A Florida woman has learned that being a TSA agent isn’t all just fun, games and genital grabbing — it can actually be quite costly. For demonstrating on an agent just how invasive those pat downs are, Carol Jean Price has been convicted of battery.

Price, 59, was charged earlier this year after she used a hand-on approach to show a Transportation Security Administration supervisor just how intrusive the screening she had just received was. Now a jury has convicted her of battery and she is being forced to pay $500 and has received six months of probation.

According to Price, she was stopped while attempting to fly to Cleveland, Ohio on April 20 to attend her brother’s funeral when she was forced to undergo a bit too rigorous of a screening. Price says of all people, she should know — she used to work for the TSA.

“(The screener) dug into my bra strap coming down,” Price told the jury. “She also swiped the palm of her hand down the front of my breast.”

“She just took the palm of her hand and went up my leg — front, back, right leg, left leg — and touched my genitals,” she added. Price also claimed that the agent “went up into my buttocks.”

When TSA supervisor Kristin Arnberg approached an outraged Price after the initial screening, the would-be passenger decided to show her just how exactly evasive the whole procedure was. Almost.

“I got up her leg, close to her genitals, but did not even get near enough to touch them,” Price told the court.

The supervisor equated the experience to the court as both painful and embarrassing. Now following this week’s return of a guilty verdict, though, the TSA is applauding the court system for finding Price at fault.

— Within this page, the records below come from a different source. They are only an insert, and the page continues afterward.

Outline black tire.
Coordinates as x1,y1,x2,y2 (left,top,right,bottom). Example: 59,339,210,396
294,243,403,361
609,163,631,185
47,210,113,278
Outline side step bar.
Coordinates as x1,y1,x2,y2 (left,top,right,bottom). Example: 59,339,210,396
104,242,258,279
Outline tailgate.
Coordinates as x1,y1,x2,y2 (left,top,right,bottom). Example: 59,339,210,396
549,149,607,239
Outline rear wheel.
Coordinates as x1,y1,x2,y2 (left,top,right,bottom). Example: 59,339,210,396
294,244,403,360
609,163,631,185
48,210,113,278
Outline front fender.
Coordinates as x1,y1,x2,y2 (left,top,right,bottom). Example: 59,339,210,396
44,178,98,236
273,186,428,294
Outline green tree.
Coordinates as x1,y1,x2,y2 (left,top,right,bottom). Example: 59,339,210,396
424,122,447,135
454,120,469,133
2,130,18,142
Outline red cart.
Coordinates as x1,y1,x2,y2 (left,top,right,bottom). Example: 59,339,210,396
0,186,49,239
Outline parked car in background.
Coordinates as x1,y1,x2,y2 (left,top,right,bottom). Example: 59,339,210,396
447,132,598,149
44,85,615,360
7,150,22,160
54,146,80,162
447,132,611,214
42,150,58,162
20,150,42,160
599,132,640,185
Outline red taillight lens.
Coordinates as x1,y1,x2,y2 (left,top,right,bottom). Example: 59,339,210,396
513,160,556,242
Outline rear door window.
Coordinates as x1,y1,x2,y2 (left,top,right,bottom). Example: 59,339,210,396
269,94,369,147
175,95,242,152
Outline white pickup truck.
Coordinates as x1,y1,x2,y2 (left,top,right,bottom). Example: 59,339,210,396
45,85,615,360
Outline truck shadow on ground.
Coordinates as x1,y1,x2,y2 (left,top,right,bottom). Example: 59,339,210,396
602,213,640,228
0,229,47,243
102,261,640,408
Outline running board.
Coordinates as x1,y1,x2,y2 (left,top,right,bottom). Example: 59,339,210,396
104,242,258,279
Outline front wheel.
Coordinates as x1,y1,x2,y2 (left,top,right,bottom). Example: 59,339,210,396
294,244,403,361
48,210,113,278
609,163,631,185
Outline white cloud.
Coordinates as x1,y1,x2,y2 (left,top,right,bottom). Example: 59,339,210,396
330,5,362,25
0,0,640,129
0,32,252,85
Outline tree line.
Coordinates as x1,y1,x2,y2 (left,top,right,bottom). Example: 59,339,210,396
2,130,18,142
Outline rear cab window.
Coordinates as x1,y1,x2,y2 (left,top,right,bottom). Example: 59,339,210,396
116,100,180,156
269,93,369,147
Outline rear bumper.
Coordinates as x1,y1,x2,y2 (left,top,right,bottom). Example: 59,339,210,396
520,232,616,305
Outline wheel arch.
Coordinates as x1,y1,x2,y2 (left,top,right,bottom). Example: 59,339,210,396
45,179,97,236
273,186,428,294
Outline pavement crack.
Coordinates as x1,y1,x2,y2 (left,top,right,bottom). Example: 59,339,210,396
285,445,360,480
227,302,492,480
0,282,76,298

“We are thankful that the state attorney’s office recognized the severity of the violation,” TSA spokeswoman Sari Koshetz tells the media on Thursday, “and took the appropriate action in pursuing this conviction. This decision should send a strong message that violence against our officers will not be tolerated.”

Price’s attorney, John Mills, tells News-Press that both he and his client are disappointed about the guilty verdict but says, “The jury rejected it and we have to accept that.”

“She felt strongly about her defense,” he says of his client.